As mentioned on #11290, other monadic build systems have taken the approach of sequencing requests for dependencies during cleaning, rather than requesting them in parallel. In this case, that would mean sequentially requesting the sources of the node before running the test. But because Pants uses future based concurrency aggressively, it is more challenging for us to preserve the structure of an @rule MultiGet all the way down into a single request to the Graph: without custom tuple-based combinators, we would lose type safety when we needed to request a Vec<Node<_>> rather than future::join_alling a series of type-safe requests.

Instead, this change takes a different strategy, and speculates while cleaning. All dependencies are still requested in parallel, but we now fail fast as soon as we detect a mismatch, and all speculative branches that were incorrect are canceled. When compared to sequentially requesting dependencies, this should almost always be faster (*as long as the total number of processes being cleaned is smaller than the constraints we have on concurrent processes: --process-execution-local-parallelism). The case where more tests are being speculated on than there are concurrency slots is also interesting, but less important than per-test latency -- followup work can improve our prioritization of processes to improve that case (see #11303).

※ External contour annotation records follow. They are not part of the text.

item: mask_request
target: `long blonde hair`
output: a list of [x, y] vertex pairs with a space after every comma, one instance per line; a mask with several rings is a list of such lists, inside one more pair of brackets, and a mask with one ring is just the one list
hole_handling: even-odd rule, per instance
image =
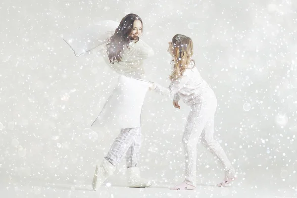
[[187, 65], [191, 62], [193, 55], [193, 42], [190, 37], [181, 34], [177, 34], [172, 38], [173, 44], [173, 71], [169, 76], [170, 80], [176, 80], [183, 76]]

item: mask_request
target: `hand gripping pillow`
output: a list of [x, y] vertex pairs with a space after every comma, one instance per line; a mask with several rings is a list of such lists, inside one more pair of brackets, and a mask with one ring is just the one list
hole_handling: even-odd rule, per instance
[[63, 40], [78, 57], [106, 43], [118, 25], [119, 23], [115, 21], [101, 21], [96, 25], [78, 29], [72, 34], [63, 36]]
[[142, 105], [151, 86], [151, 83], [143, 80], [120, 76], [117, 85], [91, 127], [140, 127]]

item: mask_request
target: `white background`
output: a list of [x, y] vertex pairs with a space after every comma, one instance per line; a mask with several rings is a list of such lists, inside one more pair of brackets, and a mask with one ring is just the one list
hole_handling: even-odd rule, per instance
[[[192, 38], [197, 67], [218, 98], [215, 135], [238, 172], [236, 186], [292, 196], [297, 178], [297, 8], [290, 0], [2, 0], [3, 189], [17, 192], [29, 186], [28, 192], [41, 196], [44, 184], [91, 184], [104, 154], [100, 142], [108, 135], [88, 128], [116, 75], [96, 53], [75, 57], [61, 37], [135, 13], [143, 20], [142, 39], [155, 52], [146, 64], [147, 79], [169, 85], [168, 42], [177, 33]], [[170, 99], [148, 92], [144, 105], [139, 165], [142, 175], [159, 186], [183, 181], [181, 137], [189, 109], [180, 105], [175, 109]], [[202, 146], [197, 149], [198, 183], [220, 182], [223, 172], [217, 161]], [[112, 185], [125, 186], [125, 166], [123, 162], [108, 180]]]

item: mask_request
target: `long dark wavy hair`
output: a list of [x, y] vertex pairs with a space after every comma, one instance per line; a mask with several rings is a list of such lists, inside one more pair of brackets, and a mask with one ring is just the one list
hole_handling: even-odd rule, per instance
[[[139, 37], [131, 37], [130, 35], [133, 29], [133, 23], [136, 20], [139, 20], [143, 25], [142, 20], [137, 14], [129, 14], [126, 15], [121, 22], [117, 28], [115, 30], [114, 34], [109, 39], [107, 44], [107, 50], [106, 52], [109, 59], [110, 63], [120, 62], [122, 56], [121, 53], [123, 51], [124, 46], [129, 48], [129, 44], [131, 40], [137, 42], [139, 40]], [[142, 31], [142, 32], [143, 31]]]

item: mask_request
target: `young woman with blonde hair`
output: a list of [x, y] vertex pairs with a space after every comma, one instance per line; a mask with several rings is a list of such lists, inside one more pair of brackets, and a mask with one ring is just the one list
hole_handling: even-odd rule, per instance
[[191, 107], [182, 137], [185, 150], [185, 180], [172, 190], [192, 190], [196, 186], [197, 145], [201, 137], [204, 147], [219, 159], [225, 170], [225, 178], [218, 184], [225, 186], [236, 178], [235, 171], [219, 143], [213, 138], [214, 118], [217, 106], [214, 93], [198, 71], [193, 54], [191, 38], [177, 34], [169, 43], [168, 51], [172, 56], [173, 69], [168, 88], [154, 83], [150, 88], [157, 93], [173, 98], [173, 105], [180, 108], [181, 98]]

In order to cancel work in the Graph based on interest, we add an AsyncValue type that implements a model where if all "waiters" for the computed value go away, the work is canceled. This interest-based cancellation also represents 90% of the work for #11252.

Result

Fixes #11290, and should improve the latency of all types of incremental rebuilds.

…odes in the Graph. [ci skip-build-wheels]

…when all waiters go away. [ci skip-build-wheels]

# Building wheels and fs_util will be skipped. Delete if not intended. [ci skip-build-wheels]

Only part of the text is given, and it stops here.